Asashoryu should go home: doctor

Kyodo News

The chief doctor of the Japan Sumo Association medical clinic said Monday that it is preferable for yokozuna Asashoryu to return to Mongolia in order to recover from his current state of emotional breakdown.

News photoYokozuna Asashoryu, shown visiting Yasukuni Shrine in April 2006, for a ceremonial ritual match, is suffering from an emotional breakdown.
YOSHIAKI MIURA PHOTO

Hiroyuki Yoshida said Asashoryu has been diagnosed with dissociative disorder based on examinations conducted Sunday by the doctor appointed by the JSA, adding he has conveyed the latest diagnosis of the grand champion to his stable master Takasago.

“It’s desirable that he returns to Mongolia at an early date and I have told this to elder Takasago,” Yoshida said.

According to Yoshida, Asashoryu was under less stress than when he was diagnosed with a form of acute stress nearly two weeks ago but showed little response to questions by him and other doctors.

Yoshida said Asashoryu began taking tranquilizers on Saturday.

Takasago, however, is sticking with his policy of having Asashoryu receive treatment in Japan.

“He should be hospitalized or see a doctor regularly in Japan first of all.
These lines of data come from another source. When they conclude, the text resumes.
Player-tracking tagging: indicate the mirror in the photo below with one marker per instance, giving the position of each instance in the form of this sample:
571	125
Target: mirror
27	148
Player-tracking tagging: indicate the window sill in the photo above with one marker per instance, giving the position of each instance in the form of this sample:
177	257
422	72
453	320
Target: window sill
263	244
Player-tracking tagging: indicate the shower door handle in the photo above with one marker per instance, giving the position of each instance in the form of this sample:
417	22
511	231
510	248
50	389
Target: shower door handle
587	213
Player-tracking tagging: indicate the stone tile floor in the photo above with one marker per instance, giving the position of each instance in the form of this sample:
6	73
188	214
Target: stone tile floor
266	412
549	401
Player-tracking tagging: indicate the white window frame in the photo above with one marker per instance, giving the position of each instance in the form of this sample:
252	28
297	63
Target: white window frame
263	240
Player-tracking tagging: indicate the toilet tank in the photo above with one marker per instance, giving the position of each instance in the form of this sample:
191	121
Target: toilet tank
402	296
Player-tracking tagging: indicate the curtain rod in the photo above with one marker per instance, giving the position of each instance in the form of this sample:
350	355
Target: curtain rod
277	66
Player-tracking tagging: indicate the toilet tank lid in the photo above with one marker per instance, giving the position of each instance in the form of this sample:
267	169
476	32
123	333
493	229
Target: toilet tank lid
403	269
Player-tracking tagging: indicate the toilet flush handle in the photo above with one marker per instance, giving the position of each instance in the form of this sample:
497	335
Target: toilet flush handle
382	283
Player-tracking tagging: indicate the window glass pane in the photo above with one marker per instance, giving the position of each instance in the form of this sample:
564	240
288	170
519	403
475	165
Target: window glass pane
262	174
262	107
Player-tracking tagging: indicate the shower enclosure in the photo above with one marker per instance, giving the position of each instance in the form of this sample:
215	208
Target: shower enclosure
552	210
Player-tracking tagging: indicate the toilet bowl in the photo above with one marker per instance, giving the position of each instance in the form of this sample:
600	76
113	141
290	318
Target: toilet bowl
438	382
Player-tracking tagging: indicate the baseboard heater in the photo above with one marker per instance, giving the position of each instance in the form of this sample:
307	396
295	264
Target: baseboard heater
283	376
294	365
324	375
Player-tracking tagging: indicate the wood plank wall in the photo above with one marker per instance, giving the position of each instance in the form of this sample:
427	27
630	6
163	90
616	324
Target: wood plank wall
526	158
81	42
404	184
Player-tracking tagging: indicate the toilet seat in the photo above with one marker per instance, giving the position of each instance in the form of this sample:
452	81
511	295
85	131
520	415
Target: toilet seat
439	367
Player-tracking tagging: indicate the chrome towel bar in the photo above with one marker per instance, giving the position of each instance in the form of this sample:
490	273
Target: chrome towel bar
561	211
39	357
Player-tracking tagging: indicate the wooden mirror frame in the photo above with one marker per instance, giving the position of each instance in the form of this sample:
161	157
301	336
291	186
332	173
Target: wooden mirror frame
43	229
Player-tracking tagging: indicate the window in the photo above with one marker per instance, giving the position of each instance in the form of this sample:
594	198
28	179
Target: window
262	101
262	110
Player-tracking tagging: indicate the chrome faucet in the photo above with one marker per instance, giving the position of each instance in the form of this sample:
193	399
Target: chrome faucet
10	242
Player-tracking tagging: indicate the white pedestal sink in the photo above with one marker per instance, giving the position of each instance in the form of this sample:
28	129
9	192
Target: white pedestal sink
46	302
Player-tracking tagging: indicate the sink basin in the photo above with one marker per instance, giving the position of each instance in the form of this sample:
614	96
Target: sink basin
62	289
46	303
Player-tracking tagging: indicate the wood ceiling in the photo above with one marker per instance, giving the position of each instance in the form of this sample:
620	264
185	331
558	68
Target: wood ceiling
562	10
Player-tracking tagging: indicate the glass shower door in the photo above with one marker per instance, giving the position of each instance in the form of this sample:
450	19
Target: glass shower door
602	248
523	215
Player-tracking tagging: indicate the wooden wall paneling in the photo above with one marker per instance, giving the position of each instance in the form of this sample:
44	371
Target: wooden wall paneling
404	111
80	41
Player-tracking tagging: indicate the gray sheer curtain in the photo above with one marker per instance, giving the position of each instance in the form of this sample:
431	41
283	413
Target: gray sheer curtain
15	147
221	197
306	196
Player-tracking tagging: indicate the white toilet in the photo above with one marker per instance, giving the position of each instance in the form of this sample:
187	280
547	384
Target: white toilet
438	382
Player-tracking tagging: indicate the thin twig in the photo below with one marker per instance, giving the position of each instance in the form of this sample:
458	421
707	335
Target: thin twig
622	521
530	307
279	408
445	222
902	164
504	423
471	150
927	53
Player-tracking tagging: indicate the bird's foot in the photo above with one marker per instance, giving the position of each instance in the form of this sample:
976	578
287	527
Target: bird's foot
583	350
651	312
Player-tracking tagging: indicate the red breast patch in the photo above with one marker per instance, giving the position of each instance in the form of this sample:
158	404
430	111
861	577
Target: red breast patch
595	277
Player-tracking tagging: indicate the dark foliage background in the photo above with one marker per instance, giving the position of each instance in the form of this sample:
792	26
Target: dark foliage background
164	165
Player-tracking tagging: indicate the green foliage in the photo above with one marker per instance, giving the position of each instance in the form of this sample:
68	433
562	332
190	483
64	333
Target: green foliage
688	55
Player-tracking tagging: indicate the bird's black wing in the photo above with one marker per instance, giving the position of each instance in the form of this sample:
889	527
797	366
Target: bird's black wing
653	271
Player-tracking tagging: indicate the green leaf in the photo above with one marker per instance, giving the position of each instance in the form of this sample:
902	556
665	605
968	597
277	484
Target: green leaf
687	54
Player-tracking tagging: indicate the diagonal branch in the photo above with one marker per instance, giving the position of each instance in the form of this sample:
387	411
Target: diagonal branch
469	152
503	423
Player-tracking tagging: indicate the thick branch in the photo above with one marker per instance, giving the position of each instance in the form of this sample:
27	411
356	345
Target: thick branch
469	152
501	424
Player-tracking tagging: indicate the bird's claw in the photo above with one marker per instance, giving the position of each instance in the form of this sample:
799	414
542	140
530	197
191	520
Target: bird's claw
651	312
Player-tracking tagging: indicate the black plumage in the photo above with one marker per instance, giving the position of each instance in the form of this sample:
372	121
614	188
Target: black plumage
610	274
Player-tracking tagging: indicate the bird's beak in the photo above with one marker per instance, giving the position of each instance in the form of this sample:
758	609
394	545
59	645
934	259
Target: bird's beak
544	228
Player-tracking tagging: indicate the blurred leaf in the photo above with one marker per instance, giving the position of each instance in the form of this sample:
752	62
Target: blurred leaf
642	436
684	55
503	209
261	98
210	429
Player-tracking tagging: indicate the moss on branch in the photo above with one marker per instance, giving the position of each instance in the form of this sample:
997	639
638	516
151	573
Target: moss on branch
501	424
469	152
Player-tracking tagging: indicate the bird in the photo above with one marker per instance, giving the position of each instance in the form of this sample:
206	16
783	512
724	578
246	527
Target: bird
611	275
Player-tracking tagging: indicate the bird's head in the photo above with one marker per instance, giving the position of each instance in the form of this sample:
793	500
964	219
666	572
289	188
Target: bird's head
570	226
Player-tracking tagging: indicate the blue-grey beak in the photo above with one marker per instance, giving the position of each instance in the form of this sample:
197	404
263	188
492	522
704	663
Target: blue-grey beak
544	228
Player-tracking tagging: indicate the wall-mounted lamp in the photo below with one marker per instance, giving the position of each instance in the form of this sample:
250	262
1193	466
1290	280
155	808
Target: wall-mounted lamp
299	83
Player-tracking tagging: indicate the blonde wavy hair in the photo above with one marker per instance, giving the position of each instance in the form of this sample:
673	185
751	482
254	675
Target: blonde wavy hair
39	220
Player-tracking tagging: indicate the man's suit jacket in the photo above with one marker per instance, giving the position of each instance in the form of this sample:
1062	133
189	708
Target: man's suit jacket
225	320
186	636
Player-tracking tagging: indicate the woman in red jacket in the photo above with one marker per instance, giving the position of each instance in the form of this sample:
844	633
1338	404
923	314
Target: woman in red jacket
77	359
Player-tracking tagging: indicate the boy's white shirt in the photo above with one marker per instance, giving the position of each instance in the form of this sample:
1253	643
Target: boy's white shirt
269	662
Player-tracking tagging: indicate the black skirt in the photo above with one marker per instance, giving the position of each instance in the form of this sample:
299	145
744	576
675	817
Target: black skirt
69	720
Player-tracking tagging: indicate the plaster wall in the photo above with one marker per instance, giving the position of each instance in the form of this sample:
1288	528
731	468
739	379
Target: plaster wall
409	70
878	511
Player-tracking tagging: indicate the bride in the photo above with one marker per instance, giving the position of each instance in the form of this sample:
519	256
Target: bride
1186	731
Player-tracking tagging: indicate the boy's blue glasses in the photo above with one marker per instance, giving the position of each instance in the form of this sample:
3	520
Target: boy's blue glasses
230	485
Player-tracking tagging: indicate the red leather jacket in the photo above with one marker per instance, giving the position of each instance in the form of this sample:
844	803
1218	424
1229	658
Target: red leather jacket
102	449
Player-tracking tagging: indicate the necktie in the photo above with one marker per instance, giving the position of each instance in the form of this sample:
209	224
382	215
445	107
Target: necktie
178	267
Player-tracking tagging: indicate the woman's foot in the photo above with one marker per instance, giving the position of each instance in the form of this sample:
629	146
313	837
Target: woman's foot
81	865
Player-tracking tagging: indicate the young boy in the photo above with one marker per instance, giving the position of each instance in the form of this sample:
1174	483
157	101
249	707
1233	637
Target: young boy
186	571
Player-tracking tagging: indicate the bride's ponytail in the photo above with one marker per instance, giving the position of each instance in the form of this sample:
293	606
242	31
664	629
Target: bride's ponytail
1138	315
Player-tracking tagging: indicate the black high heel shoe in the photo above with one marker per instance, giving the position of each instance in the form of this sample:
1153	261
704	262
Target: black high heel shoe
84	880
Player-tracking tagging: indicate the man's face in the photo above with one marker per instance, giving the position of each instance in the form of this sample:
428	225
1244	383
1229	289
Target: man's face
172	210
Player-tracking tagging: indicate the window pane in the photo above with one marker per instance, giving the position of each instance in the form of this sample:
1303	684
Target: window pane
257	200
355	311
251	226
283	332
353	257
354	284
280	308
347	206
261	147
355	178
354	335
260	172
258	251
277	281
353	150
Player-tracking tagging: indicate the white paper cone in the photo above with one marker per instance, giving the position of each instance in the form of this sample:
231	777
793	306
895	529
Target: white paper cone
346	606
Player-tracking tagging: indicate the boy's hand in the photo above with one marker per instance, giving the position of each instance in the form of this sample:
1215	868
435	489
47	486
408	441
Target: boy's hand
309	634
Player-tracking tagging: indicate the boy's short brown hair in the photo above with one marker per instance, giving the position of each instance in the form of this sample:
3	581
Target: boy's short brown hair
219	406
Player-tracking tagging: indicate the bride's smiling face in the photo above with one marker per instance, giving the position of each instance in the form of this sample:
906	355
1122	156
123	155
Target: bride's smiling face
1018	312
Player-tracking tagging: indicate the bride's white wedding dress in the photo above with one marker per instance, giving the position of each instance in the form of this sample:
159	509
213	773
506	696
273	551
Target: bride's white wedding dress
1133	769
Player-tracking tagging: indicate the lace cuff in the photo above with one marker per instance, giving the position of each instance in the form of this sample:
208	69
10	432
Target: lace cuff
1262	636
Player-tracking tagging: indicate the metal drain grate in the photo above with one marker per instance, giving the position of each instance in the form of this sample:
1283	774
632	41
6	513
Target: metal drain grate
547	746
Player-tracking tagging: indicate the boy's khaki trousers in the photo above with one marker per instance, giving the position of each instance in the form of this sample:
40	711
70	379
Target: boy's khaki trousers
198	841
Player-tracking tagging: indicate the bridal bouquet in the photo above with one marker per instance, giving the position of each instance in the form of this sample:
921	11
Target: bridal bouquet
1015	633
It’s a decision that has been made by the sumo association’s executive committee,” Takasago said.

“Then he can go back to Mongolia for recuperation if he wants to.”

JSA Chairman Kitanoumi also denied that the association will allow Asashoryu to return to Mongolia soon and mentioned the punitive measure imposed on him for playing soccer in his home country after opting to skip a regional summer tour citing injuries.

“That’s what we decided on at our executive committee,” Kitanoumi said, suggesting that the JSA has no intention of lifting the punishment slapped on the yokozuna on Aug. 1.

“As for medical treatment on him, we will handle the matter appropriately in line with doctors’ instructions,” Kitanoumi added.

Asashoryu’s illness surfaced shortly after the JSA took punitive measures against him, which include barring him from competing in the grand sumo tournaments in September and November, as well as a salary cut.

The JSA took the unprecedentedly harsh punitive action against a grand champion after it was discovered he had played in a charity soccer match in Mongolia after submitting a medical certificate to the association and obtained permission to skip the regional tour.